Tying gameplay to guitar riffs made me an instant fan of Everyday Shooter and its creator, Jonathan Mak. But that was back in October of 2007 when Everyday Shooter released on the PlayStation Network. Since then, I’ve longed for more of the visual style and music-infused gameplay that Queasy Games brought to the game. So I couldn’t have possibly been happier when I came across Sound Shapes for the PS Vita during my press-only tour of Sony’s E3 booth.
After only seconds of playing it, I was sold. The visuals were exactly what I had hoped for: simplistic, colorful and vibrant. The gameplay, however, wasn’t at all what I was expecting. Unlike Everyday Shooter, which was a twin-stick shooter, Sound Shapes is a platformer at heart, and definitely unique through and through.
You take control of a ball–there’s really no other way to describe it–and traverse through levels filled with platforming, obstacles and these little circles (fitting for a game focused on shapes) floating around. No platformer is complete without some sort of object to collect, but these circles serve a much greater purpose. As you collect them, a music note sounds, which begins to repeat. As you collect more and more, you add to the level’s background music. And it’s not some random sounds, these turn into full-fledged beats, and make for excellent in-game music. Before long, I found myself bobbing my head and aiming to collect every last piece of the beat to hear the full track, paying little-to-no attention to the actual goal of completing a level. Even the obstacles, comprised of more shapes, add to the track.

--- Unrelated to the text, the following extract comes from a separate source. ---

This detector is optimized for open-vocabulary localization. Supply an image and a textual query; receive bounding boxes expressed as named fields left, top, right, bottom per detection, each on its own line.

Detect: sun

Like Everyday Shooter, the game can get difficult quick, but my admiration of the music being created as I played, made any challenge a joy to face. Despite everything consisting of shapes, the game can produce some serious complexity in its level design. It’s not just jumping from platform to platform: You can stick to walls, ceilings and moving objects to ensure you grab every last beat-producing circle.
I was instantly in love with Sound Shapes. Then, like meeting a beautiful woman, falling deep in love, and after all that finding out she’s a wealthy princess, Sound Shapes has so much more than basic level progression. Continuing the trend of Play.Create.Share. Sony has set forth with past titles, Sound Shapes features a robust level designer. More amazing yet, this also means it’s a music creator. As you create your level, you can add the same “circles” you were collecting in-game, and tie a number of instruments to each one. Where you place the circle in the level directly affects the lead time for when the corresponding instrument sounds off, giving you complete control over the melody you’re creating. At this point, I hadn’t even touched the level-building components, only the music. Using the front and rear touchscreens on the Vita, you can select, deselect, stretch, shape and mold a number of construction materials (all consisting of vibrant colors and shapes, a theme throughout the game). Add some enemies and within minutes–and we mean literally minutes–you’ll have a complete level with a personalized music track.
Let me make this clear: I’m not the type to get my hands dirty in game’s create modes. I’ve made one or two LittleBigPlanet stages, and that’s about it for my Play.Create.Share. side. But with Sound Shapes, it was so simple to create using my hands (through the touchscreen and rear panel) that it didn’t feel like I needed to practice for hours to make something amazing. The fact that I was creating music with ease while creating my level, made it all the more enjoyable.
Sound Shapes is set to be a launch title for the PlayStation Vita, and could very well be the system’s killer app. Debuting with something so unique that takes full advantage of the Vita’s crisp, multi-touch OLED screen and rear multi-touch panel, is sure to sell some systems. It was easily my personal favorite title at E3, and certainly one of the most innovative at the entire show. If you are planning on picking up a PlayStation Vita on day one, make damn sure you set aside some extra money to grab Sound Shapes with it.